Andrew David Lansley, CBE, (born 11 December 1956) is a politician in the United Kingdom. He is Conservative Member of Parliament for South Cambridgeshire. He was first elected in the 1997 general election.

Before politics Lansley was a civil servant. He worked for Norman Tebbit in 1984 as his private secretary at the Department of Trade and Industry. This encompassed the period of the Brighton IRA terrorist attack at the Conservative Party Conference in which Tebbit was seriously injured. Lansley and others are praised by Tebbit for their support at that time.

Lansley went on to became more fully involved in politics. In 1990 was appointed to run the Conservative Research Department. He remained there until after the successful 1992 election. He suffered a minor stroke in 2002, but made a full recovery save from permanently losing his sense of "fine balance" and now cannot ski. He then sought to enter parliament himself and was selected for the South Cambridgeshire seat where he was subsequently elected as an MP in 1997.

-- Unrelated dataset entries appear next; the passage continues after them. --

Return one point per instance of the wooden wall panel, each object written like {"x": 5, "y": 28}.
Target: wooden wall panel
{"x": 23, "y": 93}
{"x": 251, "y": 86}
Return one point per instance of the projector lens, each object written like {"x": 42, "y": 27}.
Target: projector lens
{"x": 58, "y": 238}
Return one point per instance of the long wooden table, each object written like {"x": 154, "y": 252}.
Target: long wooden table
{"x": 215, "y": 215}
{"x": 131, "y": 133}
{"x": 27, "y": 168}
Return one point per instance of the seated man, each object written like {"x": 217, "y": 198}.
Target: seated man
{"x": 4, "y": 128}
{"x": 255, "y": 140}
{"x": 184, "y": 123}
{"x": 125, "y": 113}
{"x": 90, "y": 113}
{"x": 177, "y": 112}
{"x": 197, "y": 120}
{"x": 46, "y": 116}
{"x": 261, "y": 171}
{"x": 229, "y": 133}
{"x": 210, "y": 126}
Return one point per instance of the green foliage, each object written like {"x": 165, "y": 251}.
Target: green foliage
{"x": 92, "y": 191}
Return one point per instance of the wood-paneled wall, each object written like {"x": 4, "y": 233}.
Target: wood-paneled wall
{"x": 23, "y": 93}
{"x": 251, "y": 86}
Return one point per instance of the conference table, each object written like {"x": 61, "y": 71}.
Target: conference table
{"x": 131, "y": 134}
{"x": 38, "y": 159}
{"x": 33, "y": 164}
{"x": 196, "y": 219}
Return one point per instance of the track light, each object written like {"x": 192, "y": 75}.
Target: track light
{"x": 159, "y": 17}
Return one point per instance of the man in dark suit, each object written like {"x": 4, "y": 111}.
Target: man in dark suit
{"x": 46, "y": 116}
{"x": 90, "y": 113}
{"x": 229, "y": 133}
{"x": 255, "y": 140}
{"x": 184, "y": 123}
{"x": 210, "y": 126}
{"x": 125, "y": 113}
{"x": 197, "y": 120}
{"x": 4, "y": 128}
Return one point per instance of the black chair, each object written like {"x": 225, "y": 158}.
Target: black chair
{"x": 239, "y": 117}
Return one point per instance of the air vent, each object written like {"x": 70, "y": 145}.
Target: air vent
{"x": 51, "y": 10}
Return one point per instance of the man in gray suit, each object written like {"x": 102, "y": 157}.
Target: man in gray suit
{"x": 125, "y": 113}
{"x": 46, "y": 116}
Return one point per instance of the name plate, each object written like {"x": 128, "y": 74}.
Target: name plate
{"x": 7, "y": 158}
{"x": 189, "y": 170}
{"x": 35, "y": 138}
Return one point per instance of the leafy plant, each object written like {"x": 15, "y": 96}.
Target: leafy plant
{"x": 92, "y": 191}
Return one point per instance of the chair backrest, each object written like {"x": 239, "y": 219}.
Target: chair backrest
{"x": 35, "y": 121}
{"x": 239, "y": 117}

At the 2001 election he again took on a strategy role as a Vice-Chairman of the Conservative Party. As part of his duties Shadow Ministers had to clear the timing of their announcements with Lansley. He would fit to them into a timetable that became know as the 'Stalingrid'. The 2001 election was not a success for the Conservative Party and the then-leader, William Hague, resigned in its wake. Iain Duncan Smith, the new leader, offered Lansley a position after the election but was turned down and, until Michael Howard became leader, Lansley was a backbencher. However with Howard's election he soon returned to the Conservative frontbench. He currently serves as the Shadow Secretary of State for Health. In his post he has developed policies centred on using choice to improve the National Health Service. He is the author of a chapter in The Future of the NHS (2006) (ISBN 1-85811-369-5).